Fig. 2 (A) Potential increase and (B) pH traces of the device operating with and without recirculation flow rates at a 10 mA cm⁻² current density using a 1 M potassium borate buffer electrolyte. The inset in (A) shows a representation of the electrochemical cell used for the measurements under water-electrolysis conditions. These results show the expected and rapid increase in potential and formation of pH gradients when no recirculation is used, while the introduction of a recirculation stream allows the device to function stably for more than 12 h of operation. The pH difference between the oxygen evolution (symbols below the dotted line) and hydrogen evolution side (symbols above the dotted line) is also reduced significantly with the introduction of recirculating streams.

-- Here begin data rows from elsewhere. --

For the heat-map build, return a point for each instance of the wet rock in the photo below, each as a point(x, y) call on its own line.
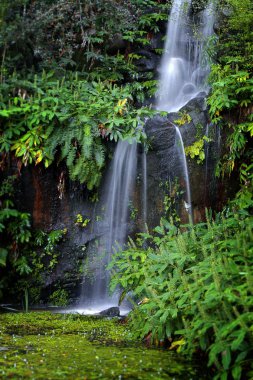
point(110, 312)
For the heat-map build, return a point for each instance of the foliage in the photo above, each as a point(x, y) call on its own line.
point(197, 149)
point(231, 98)
point(24, 254)
point(81, 221)
point(66, 35)
point(197, 286)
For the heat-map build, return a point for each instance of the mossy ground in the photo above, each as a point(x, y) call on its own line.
point(56, 346)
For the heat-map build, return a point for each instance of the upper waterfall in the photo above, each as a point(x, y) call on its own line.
point(184, 69)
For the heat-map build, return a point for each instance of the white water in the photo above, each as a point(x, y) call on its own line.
point(180, 147)
point(183, 67)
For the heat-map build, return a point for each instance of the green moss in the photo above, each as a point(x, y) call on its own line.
point(53, 346)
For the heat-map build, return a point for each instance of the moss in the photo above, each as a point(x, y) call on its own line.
point(53, 346)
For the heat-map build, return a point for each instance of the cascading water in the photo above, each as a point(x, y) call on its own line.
point(180, 147)
point(144, 189)
point(183, 68)
point(114, 227)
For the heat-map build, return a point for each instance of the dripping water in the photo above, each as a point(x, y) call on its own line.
point(144, 189)
point(115, 203)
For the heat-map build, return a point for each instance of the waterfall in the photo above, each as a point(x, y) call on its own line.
point(144, 189)
point(121, 186)
point(184, 69)
point(114, 227)
point(180, 147)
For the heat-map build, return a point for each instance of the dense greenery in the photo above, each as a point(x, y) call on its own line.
point(195, 283)
point(231, 80)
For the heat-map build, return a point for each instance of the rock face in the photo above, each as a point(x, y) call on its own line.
point(111, 312)
point(54, 203)
point(165, 167)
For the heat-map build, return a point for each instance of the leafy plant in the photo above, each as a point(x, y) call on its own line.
point(59, 297)
point(196, 285)
point(197, 149)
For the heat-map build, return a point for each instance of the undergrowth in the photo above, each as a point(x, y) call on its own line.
point(195, 283)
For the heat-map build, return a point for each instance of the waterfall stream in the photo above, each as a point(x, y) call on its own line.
point(183, 72)
point(115, 202)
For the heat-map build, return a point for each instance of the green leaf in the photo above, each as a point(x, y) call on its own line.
point(3, 256)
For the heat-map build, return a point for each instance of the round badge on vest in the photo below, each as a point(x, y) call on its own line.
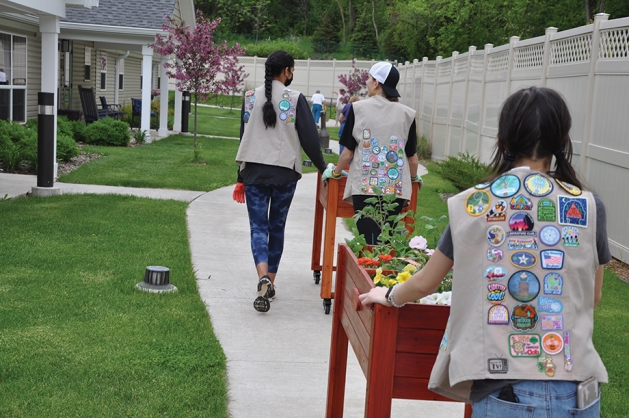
point(506, 186)
point(538, 185)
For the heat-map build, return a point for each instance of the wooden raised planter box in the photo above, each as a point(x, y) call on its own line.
point(413, 333)
point(330, 202)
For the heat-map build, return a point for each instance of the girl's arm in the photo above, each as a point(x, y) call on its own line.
point(422, 283)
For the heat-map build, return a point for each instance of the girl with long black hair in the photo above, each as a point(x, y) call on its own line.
point(276, 125)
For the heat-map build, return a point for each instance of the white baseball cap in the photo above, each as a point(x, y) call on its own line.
point(388, 77)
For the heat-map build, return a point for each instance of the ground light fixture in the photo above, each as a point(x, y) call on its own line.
point(156, 280)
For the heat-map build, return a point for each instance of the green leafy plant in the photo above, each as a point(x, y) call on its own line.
point(108, 131)
point(463, 171)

The solid red and green lines represent the asymptotic pH values reached at steady state in each side of the cell.

In contrast, if the system is operated without recirculation, the buffer capacity is exhausted and, due to the increase in solution resistance and concentration overpotential, the potential to maintain a 10 mA cm⁻² current density increases by more than 5 V in less than 2 h of operation. We also showed that the use of recirculating streams could enable the electrolysis of salt water by moderating the pH differences between the oxidation and reduction sides. Systems operated under NaCl solutions with concentrations equivalent to that of natural seawater (3.5% w/v) reached pH values of 1.8 and 13.0 at the anode and cathode sides respectively when no recirculation was used, while upon introducing a recirculating stream of 44 μL min⁻¹ cm⁻² the pHs stabilized at 7.3 and 11.0 enabling the operation of the device under milder conditions and with a lower concentration overpotential.

The concept demonstrated for an electrolyzer can be directly applied to a solar-fuel generator where the electrochemical splitting of water is driven by sunlight. The cell described above was modified to accommodate the components of a solar-fuel generator. A commercial triple junction amorphous silicon (tj-a-Si) solar cell with a planar platinum electrode contacted to the cathode was used in the hydrogen-evolution side of the cell, and the front of the PV component was connected to an iridium oxide electrode in the oxygen-evolution side of the cell (Fig. 3(A)). We used here a parallel-plate design to minimize the solution resistance in the system²⁵ but our recirculation approach can also be applied to a wireless design.¹² The cell was irradiated with a solar simulator (AM 1.5) for periods of up to 15 h. Under these conditions we demonstrated stable and continuous operation of a cell with a solar-to-fuel efficiency over 2.8% for a complete solar cycle with the use of recirculating streams (Fig. 3). Without the use of recirculating streams the current density in the device decreases monotonically, as a result of the continuous depletion of the buffer ions in the anodic side. Moreover, if a high-efficiency triple-junction solar cell (GaInP₂/GaAs/Ge) is used instead of the tj-a-Si cell, the current density through the catalyst and membrane components can reach values up to 9.7 mA cm⁻² (corresponding to a 6.2% solar to hydrogen efficiency when normalized by the irradiation area) while still operating stably and continuously with the implementation of recirculating streams (details are presented in the ESI†).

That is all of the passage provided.